Before coming to celebrate the Eucharist this weekend, it would be a good idea to recall the days of the early Church. For example, St. Matthew put together (or “wrote”) his Gospel in the midst of a Church community that had much to fear from persecutions. They were also facing big changes – as more and more Gentiles found their way into what was primarily a Jewish/Christian community. So, the people in St. Matthew’s community were afraid of the persecutors and afraid of change.
One of the motivations for St. Matthew to compose his Gospel was to encourage that group of faithful disciples. But let’s remember that it was not only St.
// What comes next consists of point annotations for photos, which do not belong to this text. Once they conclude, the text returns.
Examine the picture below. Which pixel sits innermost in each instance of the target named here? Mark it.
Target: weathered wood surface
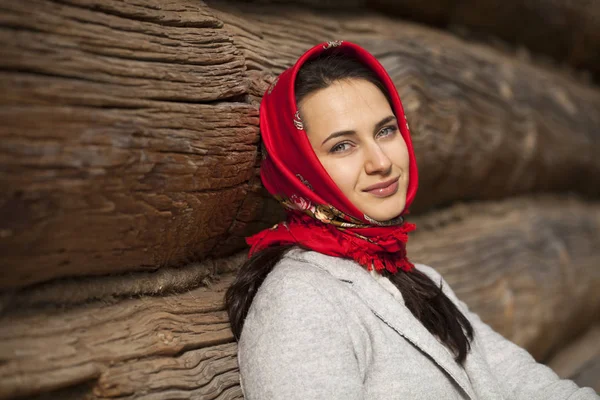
(565, 30)
(129, 130)
(580, 360)
(521, 263)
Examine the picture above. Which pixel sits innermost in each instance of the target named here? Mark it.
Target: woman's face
(355, 135)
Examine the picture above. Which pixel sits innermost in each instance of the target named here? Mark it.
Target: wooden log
(519, 263)
(129, 129)
(52, 349)
(107, 161)
(580, 360)
(566, 30)
(525, 265)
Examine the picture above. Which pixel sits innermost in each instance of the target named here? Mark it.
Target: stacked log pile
(128, 158)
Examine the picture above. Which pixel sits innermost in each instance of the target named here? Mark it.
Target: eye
(340, 147)
(387, 131)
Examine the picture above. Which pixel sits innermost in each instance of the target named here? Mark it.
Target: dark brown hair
(422, 296)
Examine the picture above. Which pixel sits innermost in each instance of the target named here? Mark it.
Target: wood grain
(129, 130)
(527, 266)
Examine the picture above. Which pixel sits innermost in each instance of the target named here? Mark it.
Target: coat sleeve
(296, 345)
(517, 372)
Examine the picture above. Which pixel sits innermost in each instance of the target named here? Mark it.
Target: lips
(381, 185)
(383, 189)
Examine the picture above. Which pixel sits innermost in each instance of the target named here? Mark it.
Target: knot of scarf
(386, 251)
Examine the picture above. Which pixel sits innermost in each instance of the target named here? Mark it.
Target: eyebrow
(378, 126)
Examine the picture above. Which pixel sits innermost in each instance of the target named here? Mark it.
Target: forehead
(354, 104)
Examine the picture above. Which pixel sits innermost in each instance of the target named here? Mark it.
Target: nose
(376, 160)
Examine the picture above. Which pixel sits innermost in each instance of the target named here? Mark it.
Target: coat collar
(389, 310)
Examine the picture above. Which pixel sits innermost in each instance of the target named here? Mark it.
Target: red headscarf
(320, 217)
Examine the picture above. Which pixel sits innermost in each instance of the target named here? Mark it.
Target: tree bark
(525, 263)
(138, 150)
(580, 360)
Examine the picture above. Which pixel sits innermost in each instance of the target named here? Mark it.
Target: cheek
(398, 154)
(343, 171)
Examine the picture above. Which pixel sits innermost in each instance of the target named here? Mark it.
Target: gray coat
(322, 327)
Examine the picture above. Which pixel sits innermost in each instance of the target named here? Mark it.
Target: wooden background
(128, 163)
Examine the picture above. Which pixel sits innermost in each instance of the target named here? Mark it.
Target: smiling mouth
(384, 189)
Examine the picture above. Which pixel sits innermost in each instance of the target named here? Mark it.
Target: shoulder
(295, 285)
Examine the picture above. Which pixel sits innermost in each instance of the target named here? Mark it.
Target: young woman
(329, 306)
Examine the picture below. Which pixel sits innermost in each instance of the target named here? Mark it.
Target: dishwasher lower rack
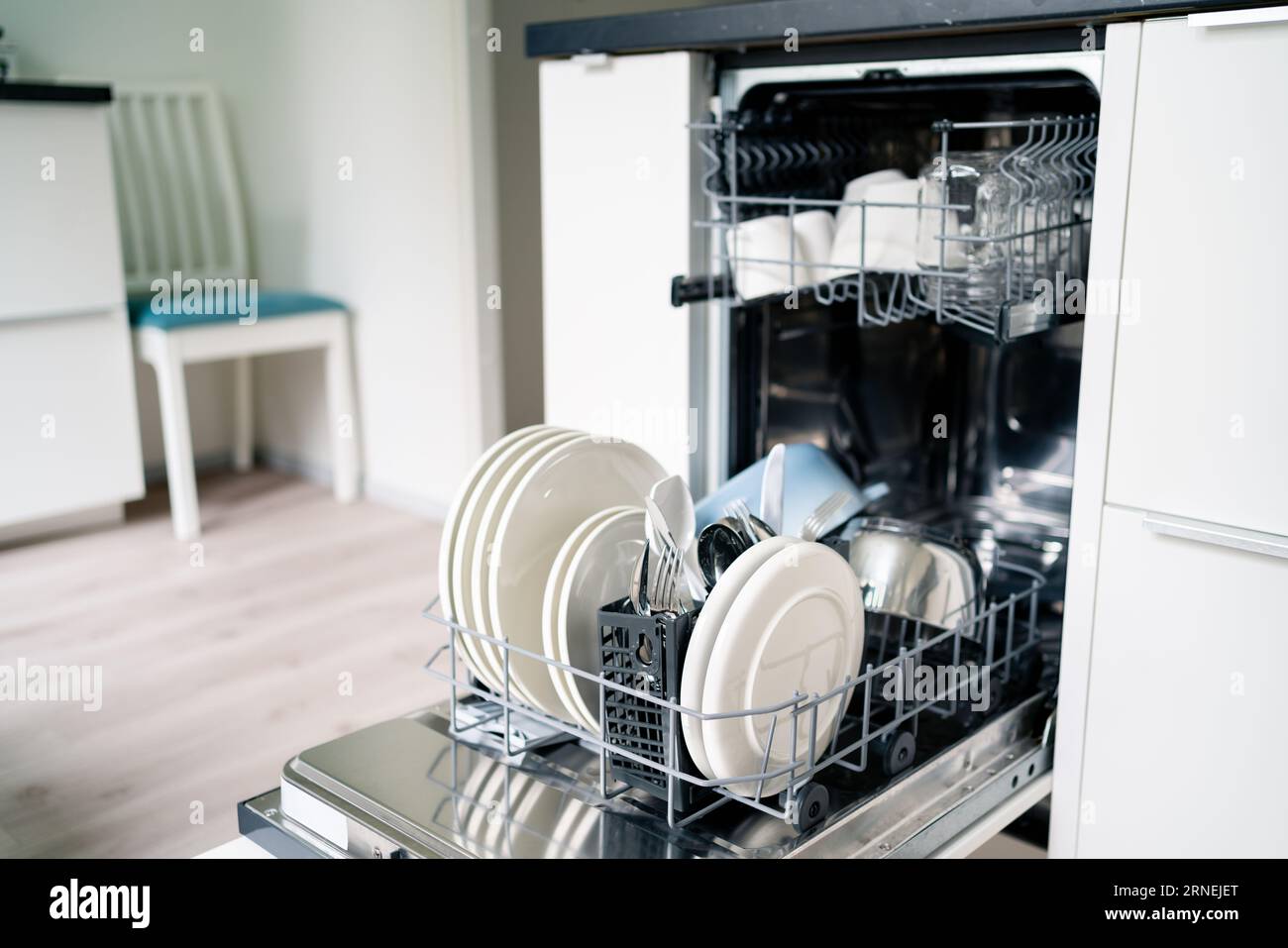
(913, 677)
(410, 789)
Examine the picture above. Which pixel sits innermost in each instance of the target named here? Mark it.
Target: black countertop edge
(54, 91)
(832, 21)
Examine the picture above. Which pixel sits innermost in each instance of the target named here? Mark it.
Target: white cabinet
(1183, 750)
(68, 419)
(59, 252)
(617, 184)
(1199, 427)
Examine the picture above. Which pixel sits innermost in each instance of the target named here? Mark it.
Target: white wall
(305, 84)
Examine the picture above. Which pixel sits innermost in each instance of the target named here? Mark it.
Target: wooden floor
(213, 675)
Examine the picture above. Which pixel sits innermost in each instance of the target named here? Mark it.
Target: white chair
(181, 215)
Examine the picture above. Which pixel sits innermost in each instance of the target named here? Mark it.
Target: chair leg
(179, 472)
(342, 407)
(244, 415)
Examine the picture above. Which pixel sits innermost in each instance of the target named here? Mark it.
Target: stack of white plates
(786, 618)
(522, 504)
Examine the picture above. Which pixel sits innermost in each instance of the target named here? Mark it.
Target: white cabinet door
(68, 420)
(1199, 423)
(1183, 751)
(617, 181)
(59, 250)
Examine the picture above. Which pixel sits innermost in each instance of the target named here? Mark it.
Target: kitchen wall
(307, 85)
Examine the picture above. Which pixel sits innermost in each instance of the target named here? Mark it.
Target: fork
(752, 527)
(815, 523)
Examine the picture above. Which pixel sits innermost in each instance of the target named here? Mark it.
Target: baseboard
(213, 463)
(314, 473)
(374, 491)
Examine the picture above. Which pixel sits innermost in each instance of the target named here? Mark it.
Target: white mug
(752, 244)
(814, 231)
(858, 188)
(885, 237)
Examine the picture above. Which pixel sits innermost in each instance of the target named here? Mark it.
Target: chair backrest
(176, 185)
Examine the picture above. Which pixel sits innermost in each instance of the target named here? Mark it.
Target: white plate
(599, 571)
(562, 489)
(702, 640)
(455, 513)
(795, 627)
(554, 583)
(451, 522)
(509, 474)
(469, 533)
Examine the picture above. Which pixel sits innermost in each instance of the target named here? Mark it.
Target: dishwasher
(949, 375)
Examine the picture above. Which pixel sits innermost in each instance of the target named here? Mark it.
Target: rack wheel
(810, 807)
(901, 750)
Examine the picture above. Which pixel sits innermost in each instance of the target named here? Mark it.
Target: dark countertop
(54, 91)
(833, 21)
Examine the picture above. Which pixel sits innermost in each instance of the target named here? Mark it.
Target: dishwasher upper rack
(1050, 167)
(1003, 633)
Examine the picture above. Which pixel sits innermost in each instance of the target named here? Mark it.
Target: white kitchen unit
(1183, 707)
(68, 421)
(1189, 648)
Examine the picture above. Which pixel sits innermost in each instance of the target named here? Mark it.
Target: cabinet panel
(1198, 425)
(1185, 697)
(617, 180)
(59, 250)
(68, 421)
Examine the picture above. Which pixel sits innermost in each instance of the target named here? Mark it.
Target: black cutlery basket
(645, 653)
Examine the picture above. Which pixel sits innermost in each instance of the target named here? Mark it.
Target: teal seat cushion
(162, 312)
Matthew who was writing the Gospel – Christ Himself was speaking to that same Church, offering them courage in order to confront their fears.
Well, Jesus speaks to us today in like fashion and He wants to give us courage, too. Obviously, it is a timely message: there is plenty of fear being used on us these days. For example, instead of offering us hope and pragmatic workable solutions to the problems we face in our society today, many of those running for public office just want to frighten us by telling us what danger there is from the policies of their supposedly evil opponents.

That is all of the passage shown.